Do people who take public transport even have user needs?

04 September 2018

If you’re a bus operator in a big city, rush hour on a soaking wet September morning is a bad time for your mobile ticketing app to fail. Unfortunately for the good people of Edinburgh, that’s exactly what happened yesterday and again today.

Of course even the biggest apps suffer outages. But most of the people caught up in the bus chaos are asking the same thing: why are we at the mercy of a flaky app at all when everyone is carrying perfectly good contactless payment cards?

It’s a great question.

The Transport for Edinburgh m-tickets app is a textbook example of what happens when an organisation doing digital transformation puts its own needs ahead of its users.

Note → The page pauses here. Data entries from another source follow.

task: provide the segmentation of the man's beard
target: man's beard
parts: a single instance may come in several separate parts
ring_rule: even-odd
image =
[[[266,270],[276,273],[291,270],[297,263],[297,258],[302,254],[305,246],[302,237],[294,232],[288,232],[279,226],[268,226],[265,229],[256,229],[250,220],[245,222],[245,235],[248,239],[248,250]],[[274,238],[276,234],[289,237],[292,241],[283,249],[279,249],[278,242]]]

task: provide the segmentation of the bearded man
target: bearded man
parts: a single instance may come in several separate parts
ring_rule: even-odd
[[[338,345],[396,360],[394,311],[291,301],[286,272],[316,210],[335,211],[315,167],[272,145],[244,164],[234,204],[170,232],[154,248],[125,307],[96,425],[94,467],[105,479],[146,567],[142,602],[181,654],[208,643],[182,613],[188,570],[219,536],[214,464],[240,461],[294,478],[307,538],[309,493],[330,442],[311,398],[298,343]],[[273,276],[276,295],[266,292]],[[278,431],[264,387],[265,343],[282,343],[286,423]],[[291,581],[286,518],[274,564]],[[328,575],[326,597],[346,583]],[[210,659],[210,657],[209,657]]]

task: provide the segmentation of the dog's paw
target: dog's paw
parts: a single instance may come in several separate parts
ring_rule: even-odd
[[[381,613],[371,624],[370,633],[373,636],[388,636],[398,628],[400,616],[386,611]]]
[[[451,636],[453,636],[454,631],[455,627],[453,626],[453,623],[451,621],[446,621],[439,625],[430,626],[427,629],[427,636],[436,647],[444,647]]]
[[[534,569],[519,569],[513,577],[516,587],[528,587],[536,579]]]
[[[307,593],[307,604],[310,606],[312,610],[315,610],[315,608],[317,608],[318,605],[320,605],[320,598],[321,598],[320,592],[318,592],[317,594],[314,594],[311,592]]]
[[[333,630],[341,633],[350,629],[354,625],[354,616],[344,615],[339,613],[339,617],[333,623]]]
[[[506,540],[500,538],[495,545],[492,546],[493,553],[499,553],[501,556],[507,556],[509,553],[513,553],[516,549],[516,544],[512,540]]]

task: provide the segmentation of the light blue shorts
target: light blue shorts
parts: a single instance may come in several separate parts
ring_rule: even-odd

Here are some of the app’s “features”:

  • Dozens of ticket types that must be chosen in advance
  • A minimum spend that stops you buying individual tickets
  • Tickets that expire if you don’t use them
  • The ability to send tickets to other people if they already have the app
  • Randomly locks users out if their phone goes offline

This is all rather excellent… if the goal is to meticulously re-create the old-fashioned paper ticket experience, but on a smartphone. And so users get a digital version of everything that was already wrong, plus the added excitement of having to remember a password and hoping the app won’t crash.

It’s not just TfE that have ended up here; their app is actually an implementation of a massively overhyped white-label product that has been bought by a number of transport operators in search of a quick fix and an excuse for a press release.

If instead you start by asking what is the user need?, then the answer might be “taking the bus without having to carry cash”, and supporting standard contactless payments would be a no-brainer.

But where would the fun be in that?


Postscript: The app failed again the day after I posted this. 😑


PPS. Also not the answer: an entirely separate app for planning your journey (it’s for our own security, apparently).